Other images in the series pull in closer to resonant symbols. Two works, “Safar” and Taghato”, use luggage as the primary subject (one piece with a dated JFK bag tag), the suitcases alluding to her parent’s roles as refugees and immigrants; these two images (with respective male and female hands) are backed by arrays of pictures of shadowed buildings and thickets of plant life, the darkness of those scenes interrupted by small snippets of green growth (and a couple of pomegranates). Another notable work, “Behind the Door”, uses layers of doors and hinges as the memory trigger, with a pair of combat boots (a clear identifier of an Iranian government official) surrounded by both snakes and birds, with the corresponding negative and positive allusions (of death and potential freedom) in shifting conflict.

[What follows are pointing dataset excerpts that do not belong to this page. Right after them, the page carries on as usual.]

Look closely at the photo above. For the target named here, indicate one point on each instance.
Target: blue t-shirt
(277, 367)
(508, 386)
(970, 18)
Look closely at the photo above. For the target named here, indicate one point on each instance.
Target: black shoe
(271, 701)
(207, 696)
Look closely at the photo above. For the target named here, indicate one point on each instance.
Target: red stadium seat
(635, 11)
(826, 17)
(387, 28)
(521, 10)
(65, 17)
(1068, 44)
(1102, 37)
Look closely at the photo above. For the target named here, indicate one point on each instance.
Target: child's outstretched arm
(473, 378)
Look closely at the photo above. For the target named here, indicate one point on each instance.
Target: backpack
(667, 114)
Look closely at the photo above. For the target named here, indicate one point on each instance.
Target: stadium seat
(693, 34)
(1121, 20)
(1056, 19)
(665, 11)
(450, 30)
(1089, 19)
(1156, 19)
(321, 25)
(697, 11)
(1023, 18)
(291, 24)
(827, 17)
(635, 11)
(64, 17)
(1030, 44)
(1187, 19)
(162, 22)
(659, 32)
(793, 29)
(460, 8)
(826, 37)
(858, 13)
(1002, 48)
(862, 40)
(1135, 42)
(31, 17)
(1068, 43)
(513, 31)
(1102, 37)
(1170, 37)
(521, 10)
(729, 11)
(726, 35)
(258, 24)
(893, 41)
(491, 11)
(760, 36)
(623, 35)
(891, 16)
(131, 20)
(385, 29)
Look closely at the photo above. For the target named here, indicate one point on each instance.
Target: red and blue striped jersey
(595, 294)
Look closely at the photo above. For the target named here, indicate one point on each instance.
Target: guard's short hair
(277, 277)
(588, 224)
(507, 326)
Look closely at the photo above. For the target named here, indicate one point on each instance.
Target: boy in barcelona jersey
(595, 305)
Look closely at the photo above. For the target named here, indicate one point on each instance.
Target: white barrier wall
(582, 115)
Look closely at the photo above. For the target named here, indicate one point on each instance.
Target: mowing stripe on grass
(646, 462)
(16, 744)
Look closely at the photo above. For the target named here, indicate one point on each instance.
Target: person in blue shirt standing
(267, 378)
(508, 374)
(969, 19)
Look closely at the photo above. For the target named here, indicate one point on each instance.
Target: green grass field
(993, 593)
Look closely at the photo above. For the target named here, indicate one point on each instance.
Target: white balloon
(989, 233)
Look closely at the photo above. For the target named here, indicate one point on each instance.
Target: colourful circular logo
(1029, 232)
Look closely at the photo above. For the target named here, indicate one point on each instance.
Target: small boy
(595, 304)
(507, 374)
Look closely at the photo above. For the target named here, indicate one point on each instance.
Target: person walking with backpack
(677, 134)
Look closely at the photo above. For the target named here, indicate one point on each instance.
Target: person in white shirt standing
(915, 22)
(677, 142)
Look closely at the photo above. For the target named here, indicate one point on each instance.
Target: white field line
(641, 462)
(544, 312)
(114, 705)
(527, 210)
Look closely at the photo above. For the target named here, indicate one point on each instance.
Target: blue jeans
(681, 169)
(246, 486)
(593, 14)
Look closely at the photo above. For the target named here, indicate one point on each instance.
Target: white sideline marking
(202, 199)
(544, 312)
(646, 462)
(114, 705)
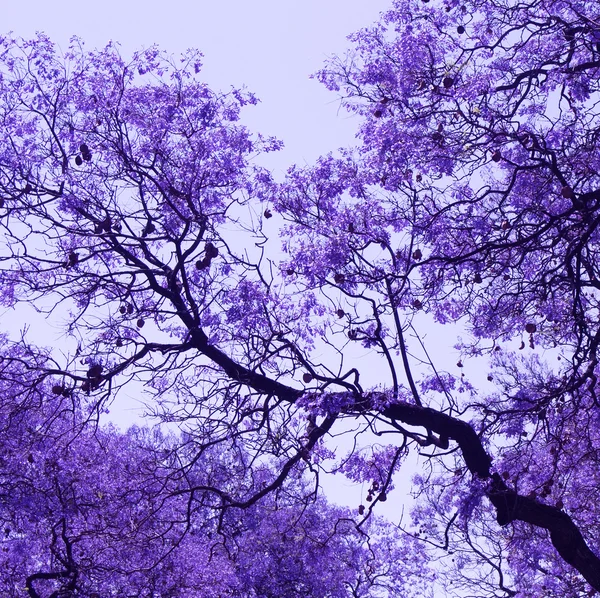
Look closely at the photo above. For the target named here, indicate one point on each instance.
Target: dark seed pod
(95, 371)
(149, 229)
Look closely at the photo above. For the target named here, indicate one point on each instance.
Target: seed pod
(149, 228)
(567, 192)
(95, 371)
(211, 250)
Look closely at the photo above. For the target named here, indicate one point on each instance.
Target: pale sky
(271, 46)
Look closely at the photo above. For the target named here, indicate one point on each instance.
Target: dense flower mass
(264, 320)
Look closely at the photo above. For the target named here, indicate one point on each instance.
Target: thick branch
(510, 506)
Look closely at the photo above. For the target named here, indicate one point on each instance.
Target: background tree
(94, 512)
(129, 199)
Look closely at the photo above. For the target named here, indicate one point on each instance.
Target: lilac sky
(271, 46)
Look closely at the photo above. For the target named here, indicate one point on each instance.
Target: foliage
(133, 208)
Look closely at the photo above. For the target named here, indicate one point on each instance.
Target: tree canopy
(264, 319)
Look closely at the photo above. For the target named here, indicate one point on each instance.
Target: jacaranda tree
(264, 318)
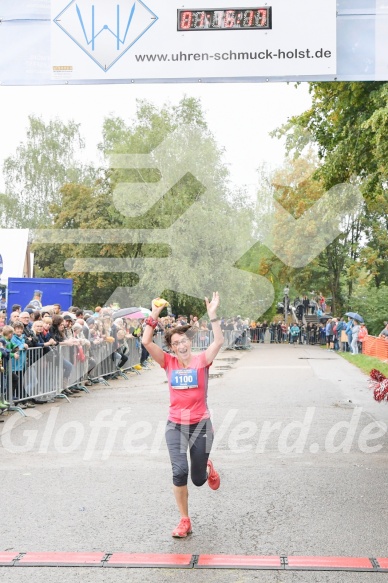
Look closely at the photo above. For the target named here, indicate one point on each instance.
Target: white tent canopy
(13, 250)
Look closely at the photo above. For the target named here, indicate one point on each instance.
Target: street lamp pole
(286, 291)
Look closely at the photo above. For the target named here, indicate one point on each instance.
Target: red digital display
(225, 19)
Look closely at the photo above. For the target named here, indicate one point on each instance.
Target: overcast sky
(239, 115)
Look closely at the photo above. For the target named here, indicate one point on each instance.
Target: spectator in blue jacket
(348, 331)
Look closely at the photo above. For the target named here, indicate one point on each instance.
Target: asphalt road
(301, 448)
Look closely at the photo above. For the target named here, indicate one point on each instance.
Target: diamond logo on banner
(105, 29)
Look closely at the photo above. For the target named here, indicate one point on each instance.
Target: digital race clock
(225, 19)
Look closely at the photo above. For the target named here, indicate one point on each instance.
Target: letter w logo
(105, 29)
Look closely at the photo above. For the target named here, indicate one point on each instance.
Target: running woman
(189, 426)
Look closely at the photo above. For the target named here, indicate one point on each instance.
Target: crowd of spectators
(82, 330)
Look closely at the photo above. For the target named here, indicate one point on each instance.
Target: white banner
(151, 39)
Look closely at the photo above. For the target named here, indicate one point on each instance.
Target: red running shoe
(183, 528)
(213, 477)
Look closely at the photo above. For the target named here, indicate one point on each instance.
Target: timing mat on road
(190, 561)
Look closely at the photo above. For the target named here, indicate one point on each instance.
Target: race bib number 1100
(186, 378)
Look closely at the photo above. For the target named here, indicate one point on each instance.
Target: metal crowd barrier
(33, 375)
(39, 374)
(237, 340)
(79, 371)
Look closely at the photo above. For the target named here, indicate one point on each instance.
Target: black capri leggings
(198, 438)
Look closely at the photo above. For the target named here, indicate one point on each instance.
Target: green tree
(42, 164)
(198, 225)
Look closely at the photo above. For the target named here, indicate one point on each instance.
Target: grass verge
(366, 363)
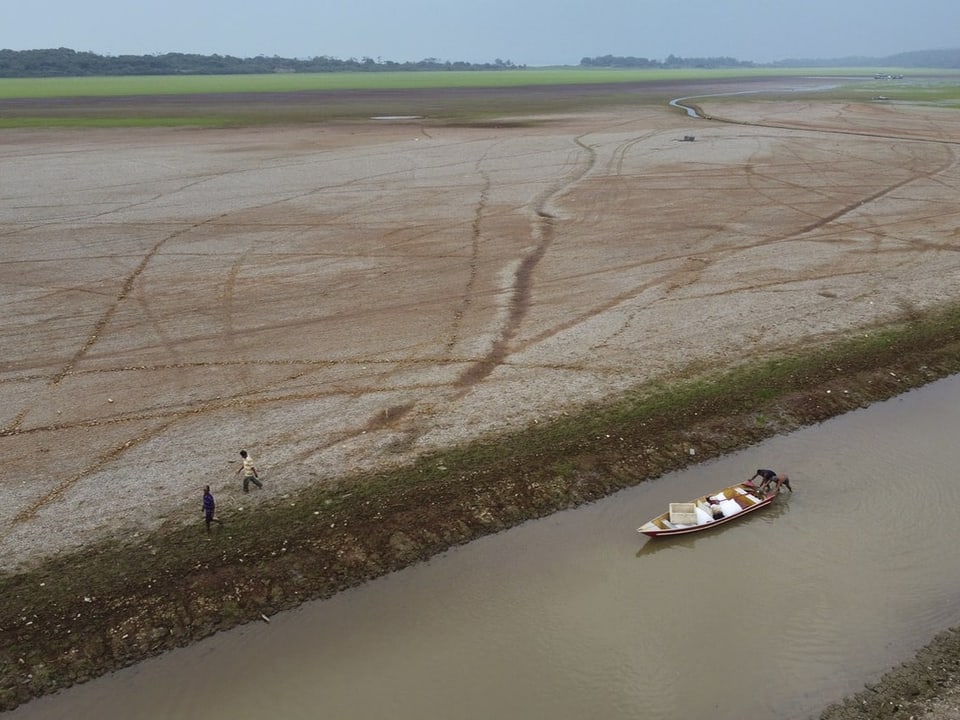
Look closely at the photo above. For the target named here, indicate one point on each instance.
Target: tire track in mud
(68, 368)
(687, 275)
(521, 287)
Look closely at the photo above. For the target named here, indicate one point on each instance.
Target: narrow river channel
(577, 615)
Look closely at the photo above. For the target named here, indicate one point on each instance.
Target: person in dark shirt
(770, 477)
(209, 507)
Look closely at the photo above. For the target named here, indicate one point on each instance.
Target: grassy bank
(74, 617)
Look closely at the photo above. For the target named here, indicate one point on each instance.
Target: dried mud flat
(347, 296)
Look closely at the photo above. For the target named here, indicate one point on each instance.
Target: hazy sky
(530, 32)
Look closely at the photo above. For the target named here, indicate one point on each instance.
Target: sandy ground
(335, 297)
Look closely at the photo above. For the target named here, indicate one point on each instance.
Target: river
(577, 615)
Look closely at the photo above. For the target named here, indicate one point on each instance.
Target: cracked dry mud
(338, 297)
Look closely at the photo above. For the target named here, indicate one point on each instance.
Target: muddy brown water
(577, 615)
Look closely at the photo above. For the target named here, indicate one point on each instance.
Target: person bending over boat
(770, 477)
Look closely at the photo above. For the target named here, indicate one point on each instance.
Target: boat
(709, 511)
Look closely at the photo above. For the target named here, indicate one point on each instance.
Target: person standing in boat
(770, 477)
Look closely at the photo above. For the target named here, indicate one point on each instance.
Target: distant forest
(942, 59)
(64, 62)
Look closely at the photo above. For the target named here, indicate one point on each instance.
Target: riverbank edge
(77, 616)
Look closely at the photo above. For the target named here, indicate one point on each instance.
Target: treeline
(940, 59)
(944, 59)
(672, 61)
(64, 62)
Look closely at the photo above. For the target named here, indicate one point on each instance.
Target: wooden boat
(709, 511)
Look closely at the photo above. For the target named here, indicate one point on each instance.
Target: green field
(246, 100)
(295, 82)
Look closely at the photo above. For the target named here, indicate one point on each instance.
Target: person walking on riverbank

What’s intriguing about this body of work is that it finds Soleimani reprocessing her own history using the visual strategies and approaches she previously applied to images of global politics. In retelling autobiographical stories, and visualizing family lore fabricated from handed down memories, Soleimani has turned those very real events of survival, resilience, and activism into something like personal parables. While the acerbic bite of her visual wit has been muted in these new images, what replaces it is something more sensitive and attentive. Soleimani is clearly quietly proud of the adventurous, risk-taking lives her parents have led, and has infused her resulting images with her own brand of empathetic defiance.
Collector’s POV: The works in this show are priced at $5500, $10500, and $14000, based on size. Soleimani’s work has little secondary market history at this point, so gallery retail likely remains the best option for those collectors interested in following up.